さて、実験者リーガンは返報性のルールが承諾に及ぼす影響の他に、要請者に対する好意が、要請に承諾する傾向にどのような影響を及ぼすのかについても検討しました。Aに対する好意がくじ付きチケットを買おうとする被験者の決定にどれぐらい影響を及ぼすかについても調べています。Aへの好意度を計るための評定尺度を用意して被験者に記入してもらいました。被験者の好意度とAから買ったチケットの枚数を比較したところ、Aに好意を持っている被験者ほど、より多くのチケットを買っている事が明らかになりました。好意を感じる人に親切をしようとする、これは普通の事でしょう想像は出来ます。しかし、Aからコカ・コーラをもらった条件下の被験者(Aに借りがある)は好意度と承諾度には相関関係がありませんでした。相手を好きであろうが嫌いであろうが、借りを返さなくてはければと言う義務感を感じ、実際、その通りに借りを返しました。Aを嫌いだと思っている被験者もAを好きだと評定した被験者も同じ位のチケットを買っていました。また、子供達にもこのルールは身についているみたいです。

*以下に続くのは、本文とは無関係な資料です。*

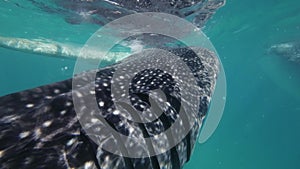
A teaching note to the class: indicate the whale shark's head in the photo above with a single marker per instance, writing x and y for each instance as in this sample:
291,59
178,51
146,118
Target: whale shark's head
40,128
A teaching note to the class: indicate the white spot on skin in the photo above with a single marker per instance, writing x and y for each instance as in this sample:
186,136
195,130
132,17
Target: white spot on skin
101,103
48,97
68,104
70,142
116,112
78,94
29,105
1,153
93,120
24,134
88,164
37,133
56,91
63,112
47,123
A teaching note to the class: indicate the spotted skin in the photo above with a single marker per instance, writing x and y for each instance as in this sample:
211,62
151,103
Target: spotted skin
40,129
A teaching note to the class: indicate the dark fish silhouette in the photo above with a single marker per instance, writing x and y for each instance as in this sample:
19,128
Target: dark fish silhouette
289,50
39,127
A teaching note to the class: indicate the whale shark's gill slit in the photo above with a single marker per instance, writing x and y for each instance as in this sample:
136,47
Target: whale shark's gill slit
121,144
92,146
135,115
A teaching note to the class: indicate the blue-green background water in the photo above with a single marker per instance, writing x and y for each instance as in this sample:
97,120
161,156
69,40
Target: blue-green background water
261,122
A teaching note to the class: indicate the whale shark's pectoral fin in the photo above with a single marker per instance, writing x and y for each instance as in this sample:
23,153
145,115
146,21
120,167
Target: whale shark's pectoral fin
39,129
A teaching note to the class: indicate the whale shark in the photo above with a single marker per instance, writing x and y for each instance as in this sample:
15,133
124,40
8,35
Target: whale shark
289,50
40,127
101,12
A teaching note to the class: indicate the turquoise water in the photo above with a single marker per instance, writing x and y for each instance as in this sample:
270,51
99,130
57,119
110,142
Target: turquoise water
259,128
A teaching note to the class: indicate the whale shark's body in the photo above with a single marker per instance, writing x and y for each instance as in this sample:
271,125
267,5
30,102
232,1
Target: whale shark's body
289,50
39,127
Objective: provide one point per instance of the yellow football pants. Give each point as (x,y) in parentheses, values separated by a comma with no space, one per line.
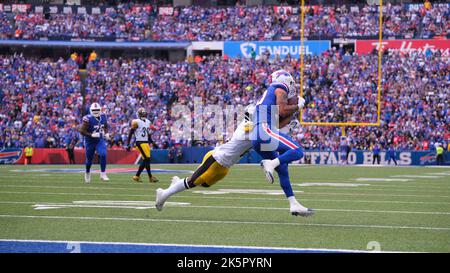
(209,172)
(144,149)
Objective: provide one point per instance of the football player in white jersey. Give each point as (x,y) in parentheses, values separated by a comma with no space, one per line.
(140,128)
(216,163)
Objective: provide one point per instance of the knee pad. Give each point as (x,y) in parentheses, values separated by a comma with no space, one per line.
(299,152)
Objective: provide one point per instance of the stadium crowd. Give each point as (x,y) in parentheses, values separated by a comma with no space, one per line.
(194,23)
(42,101)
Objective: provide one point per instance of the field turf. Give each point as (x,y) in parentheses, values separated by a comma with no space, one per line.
(357,208)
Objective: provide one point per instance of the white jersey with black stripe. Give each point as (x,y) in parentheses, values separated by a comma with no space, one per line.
(231,152)
(142,129)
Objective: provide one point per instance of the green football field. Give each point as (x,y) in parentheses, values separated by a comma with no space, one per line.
(357,208)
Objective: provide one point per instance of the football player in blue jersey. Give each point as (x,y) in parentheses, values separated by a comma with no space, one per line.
(276,148)
(94,128)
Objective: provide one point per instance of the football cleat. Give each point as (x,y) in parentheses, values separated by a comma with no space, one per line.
(136,178)
(152,179)
(87,177)
(299,210)
(160,199)
(104,177)
(268,170)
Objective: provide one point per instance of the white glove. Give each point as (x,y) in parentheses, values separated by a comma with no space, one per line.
(290,127)
(301,102)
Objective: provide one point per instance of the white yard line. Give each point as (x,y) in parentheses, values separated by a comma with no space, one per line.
(419,189)
(269,199)
(85,218)
(150,205)
(152,195)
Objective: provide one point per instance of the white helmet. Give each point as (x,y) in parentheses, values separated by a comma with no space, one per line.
(95,109)
(283,77)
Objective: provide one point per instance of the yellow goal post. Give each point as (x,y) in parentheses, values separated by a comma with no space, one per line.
(380,53)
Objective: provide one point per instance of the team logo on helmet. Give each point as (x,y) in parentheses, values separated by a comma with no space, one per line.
(142,113)
(95,109)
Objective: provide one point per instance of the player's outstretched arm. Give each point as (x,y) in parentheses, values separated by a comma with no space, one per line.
(84,129)
(286,110)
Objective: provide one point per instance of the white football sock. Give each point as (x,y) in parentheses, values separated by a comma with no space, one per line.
(175,187)
(292,200)
(275,163)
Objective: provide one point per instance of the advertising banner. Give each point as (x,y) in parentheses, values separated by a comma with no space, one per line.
(405,46)
(281,48)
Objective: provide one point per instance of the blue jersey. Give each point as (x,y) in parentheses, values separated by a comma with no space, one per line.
(95,126)
(263,111)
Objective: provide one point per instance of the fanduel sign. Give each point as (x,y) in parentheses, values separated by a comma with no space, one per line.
(275,48)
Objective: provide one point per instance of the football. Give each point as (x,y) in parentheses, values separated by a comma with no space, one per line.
(293,101)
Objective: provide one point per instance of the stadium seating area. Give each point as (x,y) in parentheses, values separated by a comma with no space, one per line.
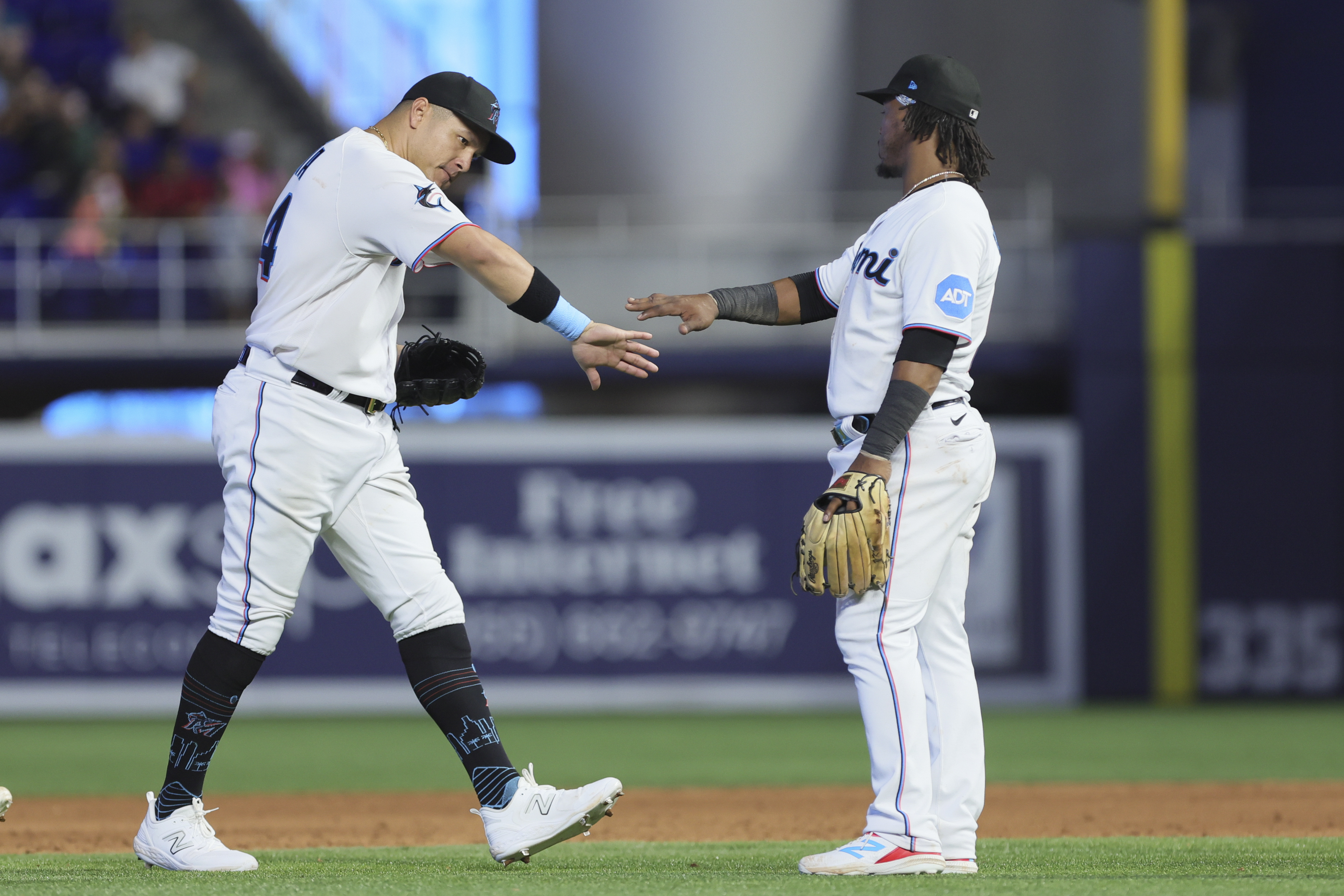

有る学校の小学五年生を教えるある先生が、過去、現在、未来自制についてのテストを行なった時「私はあたえる(アイ ギブ)の未来形は?」の質問に、ある男の子が「私はもらう(アイ テイク)」と答えたそうです。文法的には間違いですが、大きな社会のルールについては、大正解をしました。これを、歯科に当てはめると、中断のGuestに葉書を出します、来院してくれるのは僅かです。これからは、何かプレゼントを入れた封書の方が恩義と感じてくれるのではないかと考えています。